BRINDISI – Si è finto agente dell’FBI ed ha seminato il panico tra i bagnanti.

FBIÈ accaduto lo scorso 17 agosto, sulle spiagge di Specchiolla, Brindisi. Un uomo si è esibito impugnando prima una riproduzione di una pistola Beretta Calibro 9, poi due fucili subacquei carichi.

La Polizia lo ha bloccato mentre si allontanava per una battuta di pesca subacquea: si tratta di un turista modenese incensurato, A.M., 38 anni, sulla cui lucidità mentale al momento dei fatti gli agenti del Commissariato di Polizia di Ostuni nutrono qualche dubbio, avviando perciò ulteriori approfondimenti sul soggetto.

Tre poliziotti del Commissariato di Ostuni, che si trovavano in spiaggia liberi dal servizio,  hanno notato poco distante uno stato di agitazione ed un fuggi fuggi generale dei bagnanti che si trovavano in quel punto, e sono andati subito a verificare cosa stesse accadendo. Una delle persone interpellate ha raccontato che poco prima un tizio con equipaggiamento da sub gli aveva chiesto di custodirgli le chiavi della Mercedes, giusto il tempo di una pescata nelle acque antistanti.

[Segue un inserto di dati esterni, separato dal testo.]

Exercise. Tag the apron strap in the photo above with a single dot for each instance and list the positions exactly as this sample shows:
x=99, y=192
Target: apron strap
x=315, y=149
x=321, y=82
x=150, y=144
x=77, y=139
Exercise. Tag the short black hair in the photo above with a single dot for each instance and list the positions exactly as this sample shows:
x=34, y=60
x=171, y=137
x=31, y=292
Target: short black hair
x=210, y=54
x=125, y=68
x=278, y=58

E lo aveva fatto presentandosi come agente dell’Fbi.

Il bagnante aveva risposto che non poteva essere di alcuna utilità, poiché stava per andare via dalla spiaggia con la propria famiglia, e si è trovato di fronte ad una reazione incredibile: dopo aver indossato la muta, A.M. ha continuato a recriminare contro l’indisponibilità dei presenti a custodirgli le chiavi dell’auto, ed infine ha caricato uno dei due fucili subacquei che aveva con sé (un modello ad aria compressa, ed un arbalete ad elastici, più lungo), puntandolo platealmente prima contro il bagnante che aveva opposto il rifiuto, poi contro altre famiglie che si trovavano in spiaggia, immergendosi in mare subito dopo.

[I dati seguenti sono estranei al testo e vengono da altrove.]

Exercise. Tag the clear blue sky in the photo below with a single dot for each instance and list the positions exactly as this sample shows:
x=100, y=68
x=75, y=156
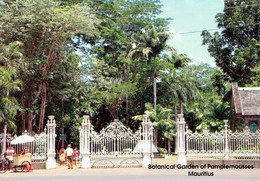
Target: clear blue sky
x=190, y=16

Gli agenti ci hanno messo pochi secondi per entrare in acqua, raggiungerlo e tirarlo fuori con muta, pinne e fucili, e poi a condurlo in commissariato a Ostuni

Ma non prima di aver raccolto da altri bagnanti, sopraggiunti nel frattempo, il racconto dell’impresa precedente, avvenuta su un arenile poco distante dove A.M. era sceso dalla Mercedes impugnando una Beretta modello FS priva di tappo rosso. Anche in quel caso, spaventando la gente. Poi era tornato in auto allontanandosi velocemente. I poliziotti allora hanno perquisito l’auto del protagonista dei fatti, trovando la riproduzione della Beretta in una custodia sotto la ruota di scorta.

Il turista modenese  è stato denunciato a piede libero per minacce pluriaggravate e porto abusivo di arma, in attesa di eventuali altri esiti degli accertamenti in corso.